Mamá cumplió ayer 97 años. Iba a escribir: por primera vez. Y es que lo ha hecho un poco así, como quien desenvuelve un regalo, alegre, optimista. Aunque lleva días preocupada por una salida de agua del balcón que no hay forma de que arreglen bien, a pesar de sus avisos; le fastidia pensar que es porque creen que exagera y no la hacen caso por ser mayor e importar menos. Como cuando en el banco de toda la vida le quitaron lo de hacer la declaración de la renta o comenzaron a obligarla a usar el cajero para actualizar su libreta. Para colmo siempre está casi sin tinta. Cada día se le alzan nuevas barreras y sufre la falta de accesibilidad en una época en que todo podría ser más sencillo. Algo que es también una cuestión de derechos humanos.

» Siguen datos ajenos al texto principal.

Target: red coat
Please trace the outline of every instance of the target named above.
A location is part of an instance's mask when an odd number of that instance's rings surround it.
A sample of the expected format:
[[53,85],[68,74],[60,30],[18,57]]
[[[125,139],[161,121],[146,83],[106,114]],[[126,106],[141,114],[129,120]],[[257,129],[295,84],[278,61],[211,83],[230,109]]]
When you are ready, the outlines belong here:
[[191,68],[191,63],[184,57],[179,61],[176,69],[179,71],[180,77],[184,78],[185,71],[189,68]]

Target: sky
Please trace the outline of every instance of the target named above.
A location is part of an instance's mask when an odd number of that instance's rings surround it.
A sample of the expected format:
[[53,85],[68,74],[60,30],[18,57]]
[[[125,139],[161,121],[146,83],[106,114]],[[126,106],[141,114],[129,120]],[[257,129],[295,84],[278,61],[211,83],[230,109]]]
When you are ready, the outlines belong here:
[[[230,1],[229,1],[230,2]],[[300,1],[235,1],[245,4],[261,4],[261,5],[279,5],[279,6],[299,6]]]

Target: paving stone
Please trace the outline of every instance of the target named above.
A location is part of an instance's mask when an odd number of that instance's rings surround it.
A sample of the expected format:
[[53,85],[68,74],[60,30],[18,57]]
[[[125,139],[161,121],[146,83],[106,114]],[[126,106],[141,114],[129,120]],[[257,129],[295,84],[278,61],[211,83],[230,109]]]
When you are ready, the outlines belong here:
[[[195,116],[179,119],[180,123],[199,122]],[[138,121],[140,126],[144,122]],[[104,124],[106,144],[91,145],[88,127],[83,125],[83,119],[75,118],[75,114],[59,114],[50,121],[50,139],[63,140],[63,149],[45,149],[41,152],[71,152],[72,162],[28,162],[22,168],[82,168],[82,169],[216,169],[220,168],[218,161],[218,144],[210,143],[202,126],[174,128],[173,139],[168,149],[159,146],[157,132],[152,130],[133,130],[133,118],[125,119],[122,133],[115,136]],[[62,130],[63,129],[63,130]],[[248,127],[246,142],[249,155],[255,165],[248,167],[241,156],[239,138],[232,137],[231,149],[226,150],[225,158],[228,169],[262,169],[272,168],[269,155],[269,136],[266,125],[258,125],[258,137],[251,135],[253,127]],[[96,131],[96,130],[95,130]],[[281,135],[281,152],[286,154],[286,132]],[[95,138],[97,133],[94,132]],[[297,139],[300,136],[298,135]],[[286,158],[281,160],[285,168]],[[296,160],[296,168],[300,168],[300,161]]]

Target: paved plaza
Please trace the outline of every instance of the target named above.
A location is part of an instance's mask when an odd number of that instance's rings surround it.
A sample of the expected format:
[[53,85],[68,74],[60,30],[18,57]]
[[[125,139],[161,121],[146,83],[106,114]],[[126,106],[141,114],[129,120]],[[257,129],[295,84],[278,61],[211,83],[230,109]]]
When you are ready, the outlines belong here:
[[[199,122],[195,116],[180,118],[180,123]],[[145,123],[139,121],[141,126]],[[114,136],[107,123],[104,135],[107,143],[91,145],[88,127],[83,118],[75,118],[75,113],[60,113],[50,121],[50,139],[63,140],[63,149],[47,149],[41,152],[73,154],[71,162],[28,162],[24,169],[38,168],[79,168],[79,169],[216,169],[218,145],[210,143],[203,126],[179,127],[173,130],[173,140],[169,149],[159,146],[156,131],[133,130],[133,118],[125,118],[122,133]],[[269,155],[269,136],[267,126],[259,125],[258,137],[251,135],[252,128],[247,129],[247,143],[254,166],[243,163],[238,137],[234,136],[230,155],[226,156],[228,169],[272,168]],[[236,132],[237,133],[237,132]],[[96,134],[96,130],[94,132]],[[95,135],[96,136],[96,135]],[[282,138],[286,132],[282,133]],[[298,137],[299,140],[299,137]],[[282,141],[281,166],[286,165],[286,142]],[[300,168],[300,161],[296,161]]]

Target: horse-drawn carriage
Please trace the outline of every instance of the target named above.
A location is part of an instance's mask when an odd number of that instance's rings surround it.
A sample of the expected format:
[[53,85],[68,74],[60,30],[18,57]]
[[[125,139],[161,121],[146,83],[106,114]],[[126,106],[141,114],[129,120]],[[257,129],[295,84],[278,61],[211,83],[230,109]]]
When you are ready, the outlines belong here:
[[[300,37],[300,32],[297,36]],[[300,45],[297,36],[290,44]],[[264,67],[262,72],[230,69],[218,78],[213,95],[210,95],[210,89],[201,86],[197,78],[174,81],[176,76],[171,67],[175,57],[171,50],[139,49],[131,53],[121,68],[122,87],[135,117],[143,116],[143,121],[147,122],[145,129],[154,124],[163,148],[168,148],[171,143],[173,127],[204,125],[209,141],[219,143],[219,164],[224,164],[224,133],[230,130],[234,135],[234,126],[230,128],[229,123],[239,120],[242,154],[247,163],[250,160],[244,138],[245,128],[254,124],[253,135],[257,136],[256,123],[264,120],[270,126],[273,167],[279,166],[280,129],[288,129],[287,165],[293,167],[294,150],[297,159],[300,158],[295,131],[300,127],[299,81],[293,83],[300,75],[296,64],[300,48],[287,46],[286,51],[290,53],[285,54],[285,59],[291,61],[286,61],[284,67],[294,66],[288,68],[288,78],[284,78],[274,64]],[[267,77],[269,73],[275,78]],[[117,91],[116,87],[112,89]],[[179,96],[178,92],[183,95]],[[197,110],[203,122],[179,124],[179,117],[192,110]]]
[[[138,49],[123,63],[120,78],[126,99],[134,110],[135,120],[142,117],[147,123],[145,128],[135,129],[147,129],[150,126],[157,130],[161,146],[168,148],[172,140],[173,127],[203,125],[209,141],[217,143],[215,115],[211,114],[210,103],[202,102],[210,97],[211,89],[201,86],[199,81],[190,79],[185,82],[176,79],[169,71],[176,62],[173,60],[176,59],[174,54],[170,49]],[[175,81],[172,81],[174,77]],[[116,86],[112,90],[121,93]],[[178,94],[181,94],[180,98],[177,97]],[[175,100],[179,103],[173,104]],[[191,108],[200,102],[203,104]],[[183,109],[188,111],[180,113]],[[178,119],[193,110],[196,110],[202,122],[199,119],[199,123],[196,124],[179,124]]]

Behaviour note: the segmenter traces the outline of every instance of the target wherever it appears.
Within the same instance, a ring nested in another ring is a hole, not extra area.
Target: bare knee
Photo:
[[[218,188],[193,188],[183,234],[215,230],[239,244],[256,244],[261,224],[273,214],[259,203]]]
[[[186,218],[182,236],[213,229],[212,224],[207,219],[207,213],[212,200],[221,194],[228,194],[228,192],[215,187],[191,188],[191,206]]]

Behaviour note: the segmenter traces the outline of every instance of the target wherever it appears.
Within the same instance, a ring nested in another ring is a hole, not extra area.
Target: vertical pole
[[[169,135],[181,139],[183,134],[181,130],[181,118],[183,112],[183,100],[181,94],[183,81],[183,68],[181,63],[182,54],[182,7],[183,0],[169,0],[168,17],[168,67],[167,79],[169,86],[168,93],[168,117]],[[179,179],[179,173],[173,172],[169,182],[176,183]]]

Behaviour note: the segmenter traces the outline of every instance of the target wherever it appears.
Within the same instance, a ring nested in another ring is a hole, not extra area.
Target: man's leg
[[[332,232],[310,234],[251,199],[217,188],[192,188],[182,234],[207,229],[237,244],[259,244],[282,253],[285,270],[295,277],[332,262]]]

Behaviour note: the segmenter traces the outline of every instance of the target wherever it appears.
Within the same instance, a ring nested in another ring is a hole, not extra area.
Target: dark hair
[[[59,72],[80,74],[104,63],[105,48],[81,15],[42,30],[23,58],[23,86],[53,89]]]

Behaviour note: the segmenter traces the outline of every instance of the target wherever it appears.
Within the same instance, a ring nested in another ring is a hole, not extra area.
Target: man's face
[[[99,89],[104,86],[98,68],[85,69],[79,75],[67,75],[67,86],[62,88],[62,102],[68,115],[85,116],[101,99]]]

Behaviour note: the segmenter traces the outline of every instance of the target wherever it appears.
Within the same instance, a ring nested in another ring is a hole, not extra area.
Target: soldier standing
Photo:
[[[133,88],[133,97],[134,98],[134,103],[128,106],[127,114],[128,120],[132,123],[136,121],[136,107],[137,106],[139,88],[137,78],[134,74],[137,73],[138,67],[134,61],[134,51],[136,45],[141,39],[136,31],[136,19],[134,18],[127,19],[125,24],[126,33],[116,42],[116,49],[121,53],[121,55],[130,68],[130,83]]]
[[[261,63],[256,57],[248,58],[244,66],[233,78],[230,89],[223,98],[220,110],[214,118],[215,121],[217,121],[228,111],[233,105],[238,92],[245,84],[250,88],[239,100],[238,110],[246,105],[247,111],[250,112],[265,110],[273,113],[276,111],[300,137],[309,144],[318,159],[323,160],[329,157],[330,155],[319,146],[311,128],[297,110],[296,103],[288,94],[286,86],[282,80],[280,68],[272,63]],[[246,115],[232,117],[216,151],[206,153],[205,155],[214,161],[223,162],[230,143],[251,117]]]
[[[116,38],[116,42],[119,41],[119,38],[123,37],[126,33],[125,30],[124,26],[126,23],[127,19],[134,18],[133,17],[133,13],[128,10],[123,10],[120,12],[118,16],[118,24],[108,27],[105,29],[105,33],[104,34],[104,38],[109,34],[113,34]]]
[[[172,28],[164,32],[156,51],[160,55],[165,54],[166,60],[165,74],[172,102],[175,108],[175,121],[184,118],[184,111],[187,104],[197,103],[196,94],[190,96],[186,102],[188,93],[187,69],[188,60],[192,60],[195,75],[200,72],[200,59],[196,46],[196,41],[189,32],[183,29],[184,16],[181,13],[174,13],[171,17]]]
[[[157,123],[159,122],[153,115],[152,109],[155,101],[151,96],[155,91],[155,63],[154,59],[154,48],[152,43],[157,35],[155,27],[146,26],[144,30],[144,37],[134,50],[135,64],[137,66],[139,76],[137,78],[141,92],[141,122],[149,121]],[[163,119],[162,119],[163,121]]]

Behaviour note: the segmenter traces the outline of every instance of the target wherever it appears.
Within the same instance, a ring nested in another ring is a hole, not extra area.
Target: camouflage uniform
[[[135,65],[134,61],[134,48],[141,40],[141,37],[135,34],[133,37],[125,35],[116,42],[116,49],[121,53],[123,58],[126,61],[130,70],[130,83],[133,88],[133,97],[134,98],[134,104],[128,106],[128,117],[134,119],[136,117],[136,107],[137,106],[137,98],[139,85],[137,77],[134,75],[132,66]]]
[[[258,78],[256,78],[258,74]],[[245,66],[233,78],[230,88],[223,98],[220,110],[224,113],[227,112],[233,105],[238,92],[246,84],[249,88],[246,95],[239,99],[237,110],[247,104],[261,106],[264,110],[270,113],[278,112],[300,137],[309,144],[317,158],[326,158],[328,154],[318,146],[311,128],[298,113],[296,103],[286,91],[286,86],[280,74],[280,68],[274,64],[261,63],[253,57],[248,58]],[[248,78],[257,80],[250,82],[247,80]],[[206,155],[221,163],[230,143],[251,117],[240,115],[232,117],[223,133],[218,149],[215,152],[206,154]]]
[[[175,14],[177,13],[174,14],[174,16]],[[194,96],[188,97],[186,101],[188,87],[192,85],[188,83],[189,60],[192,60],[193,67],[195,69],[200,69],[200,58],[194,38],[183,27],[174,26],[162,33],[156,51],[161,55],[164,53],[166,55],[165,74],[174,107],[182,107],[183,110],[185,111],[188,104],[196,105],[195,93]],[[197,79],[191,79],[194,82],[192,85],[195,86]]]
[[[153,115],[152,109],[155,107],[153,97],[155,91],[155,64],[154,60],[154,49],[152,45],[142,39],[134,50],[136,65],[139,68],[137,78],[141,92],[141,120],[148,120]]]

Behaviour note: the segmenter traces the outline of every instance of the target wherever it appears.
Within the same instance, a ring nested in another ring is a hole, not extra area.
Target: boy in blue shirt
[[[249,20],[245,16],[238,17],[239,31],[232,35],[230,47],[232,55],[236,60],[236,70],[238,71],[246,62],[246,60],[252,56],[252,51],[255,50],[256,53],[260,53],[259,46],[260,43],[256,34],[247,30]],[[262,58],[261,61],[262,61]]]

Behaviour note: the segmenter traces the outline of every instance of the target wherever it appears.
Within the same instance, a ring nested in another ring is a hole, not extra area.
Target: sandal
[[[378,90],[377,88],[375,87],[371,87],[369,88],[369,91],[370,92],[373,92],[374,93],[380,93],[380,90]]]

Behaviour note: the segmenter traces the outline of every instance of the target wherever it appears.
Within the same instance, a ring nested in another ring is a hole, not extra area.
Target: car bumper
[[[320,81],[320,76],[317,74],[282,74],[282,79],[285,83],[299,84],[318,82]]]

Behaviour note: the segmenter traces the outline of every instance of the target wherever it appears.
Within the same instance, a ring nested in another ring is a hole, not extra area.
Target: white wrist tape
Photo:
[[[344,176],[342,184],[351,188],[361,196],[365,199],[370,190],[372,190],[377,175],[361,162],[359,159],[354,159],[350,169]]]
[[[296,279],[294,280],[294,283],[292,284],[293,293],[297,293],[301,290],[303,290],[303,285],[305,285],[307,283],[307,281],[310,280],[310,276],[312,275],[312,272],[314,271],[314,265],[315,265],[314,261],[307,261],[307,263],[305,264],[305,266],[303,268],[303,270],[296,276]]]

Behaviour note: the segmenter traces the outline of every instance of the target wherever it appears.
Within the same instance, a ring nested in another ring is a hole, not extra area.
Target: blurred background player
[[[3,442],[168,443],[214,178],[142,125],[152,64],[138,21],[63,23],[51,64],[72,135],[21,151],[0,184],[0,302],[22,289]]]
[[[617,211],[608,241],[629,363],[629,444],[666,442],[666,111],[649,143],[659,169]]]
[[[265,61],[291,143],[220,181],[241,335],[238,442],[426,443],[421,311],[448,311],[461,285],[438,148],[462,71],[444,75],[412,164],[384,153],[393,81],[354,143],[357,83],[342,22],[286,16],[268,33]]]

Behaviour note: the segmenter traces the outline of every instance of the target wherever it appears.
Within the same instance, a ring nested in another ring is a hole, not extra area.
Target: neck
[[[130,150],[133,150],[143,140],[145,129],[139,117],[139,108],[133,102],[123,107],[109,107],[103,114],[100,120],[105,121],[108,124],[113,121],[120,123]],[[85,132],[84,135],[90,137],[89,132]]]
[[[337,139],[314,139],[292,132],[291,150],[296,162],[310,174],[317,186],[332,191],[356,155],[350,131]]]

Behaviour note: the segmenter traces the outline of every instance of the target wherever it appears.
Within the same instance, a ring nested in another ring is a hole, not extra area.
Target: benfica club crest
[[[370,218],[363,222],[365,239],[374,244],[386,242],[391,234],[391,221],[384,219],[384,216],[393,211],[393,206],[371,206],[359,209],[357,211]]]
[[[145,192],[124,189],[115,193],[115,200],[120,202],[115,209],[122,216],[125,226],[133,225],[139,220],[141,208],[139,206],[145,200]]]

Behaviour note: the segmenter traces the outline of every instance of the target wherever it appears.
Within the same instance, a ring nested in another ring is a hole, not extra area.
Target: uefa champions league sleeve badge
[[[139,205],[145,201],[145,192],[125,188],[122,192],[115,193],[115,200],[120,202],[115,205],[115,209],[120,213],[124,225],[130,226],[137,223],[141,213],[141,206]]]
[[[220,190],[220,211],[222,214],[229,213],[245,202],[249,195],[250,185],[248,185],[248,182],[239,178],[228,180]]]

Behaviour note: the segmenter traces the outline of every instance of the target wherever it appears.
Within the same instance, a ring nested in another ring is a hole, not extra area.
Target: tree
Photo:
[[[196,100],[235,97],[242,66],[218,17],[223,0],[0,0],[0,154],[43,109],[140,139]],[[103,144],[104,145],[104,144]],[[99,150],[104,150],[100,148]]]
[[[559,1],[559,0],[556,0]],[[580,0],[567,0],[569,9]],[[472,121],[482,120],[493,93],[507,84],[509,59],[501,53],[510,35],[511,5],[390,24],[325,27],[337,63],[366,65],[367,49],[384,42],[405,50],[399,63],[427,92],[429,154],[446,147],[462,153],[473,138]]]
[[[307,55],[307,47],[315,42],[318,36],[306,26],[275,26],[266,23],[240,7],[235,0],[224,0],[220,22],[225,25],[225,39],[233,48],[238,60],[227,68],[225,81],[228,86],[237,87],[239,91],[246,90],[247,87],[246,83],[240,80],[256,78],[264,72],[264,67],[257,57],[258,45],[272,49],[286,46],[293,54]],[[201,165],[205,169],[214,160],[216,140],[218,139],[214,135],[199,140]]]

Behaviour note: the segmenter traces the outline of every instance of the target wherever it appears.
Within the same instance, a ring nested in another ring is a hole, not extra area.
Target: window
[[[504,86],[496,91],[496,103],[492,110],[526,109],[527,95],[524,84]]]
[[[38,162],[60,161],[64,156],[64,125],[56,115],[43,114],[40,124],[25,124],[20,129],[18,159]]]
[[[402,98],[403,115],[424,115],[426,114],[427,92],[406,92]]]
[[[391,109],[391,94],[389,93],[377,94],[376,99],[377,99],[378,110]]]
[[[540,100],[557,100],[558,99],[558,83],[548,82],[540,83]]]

Y eso que sigue siendo independiente, organizándose la vida. En sus paseos ya no encuentra apenas gente de su quinta, ya no quedan. Hace dos meses nos dejó mi tía, su hermana, ya lo conté, que además de acompañarla en todo era quien podía leerle las noticias del periódico para comentarlas entre las dos. Pero ayer confesó que es feliz aunque la eche de menos. Tampoco ha dejado de salir al paseo a mediodía siempre que hace bueno, porque el mal tiempo la desanima y entristece un poco, ahora más que antes. De vez en cuando, me cuenta por teléfono en ese resumen diario de noticias y vivencias, se encuentra con alguien y ahí se tiran casi una hora de pie en cualquier sitio de charla. Recuerda casi todo con precisión y se duele de cómo empeoran cosas que deberían mejorar. Y discutimos de política y del mundo que cada vez es más incomprensible (a mí me pasa lo mismo, no es cosa de nuestra edad sino de la del capitalismo, le digo). Ayer celebramos su cumpleaños en familia y hoy seguiremos viviendo con ella cada nuevo día como si fuera por primera vez. Gracias, mamá.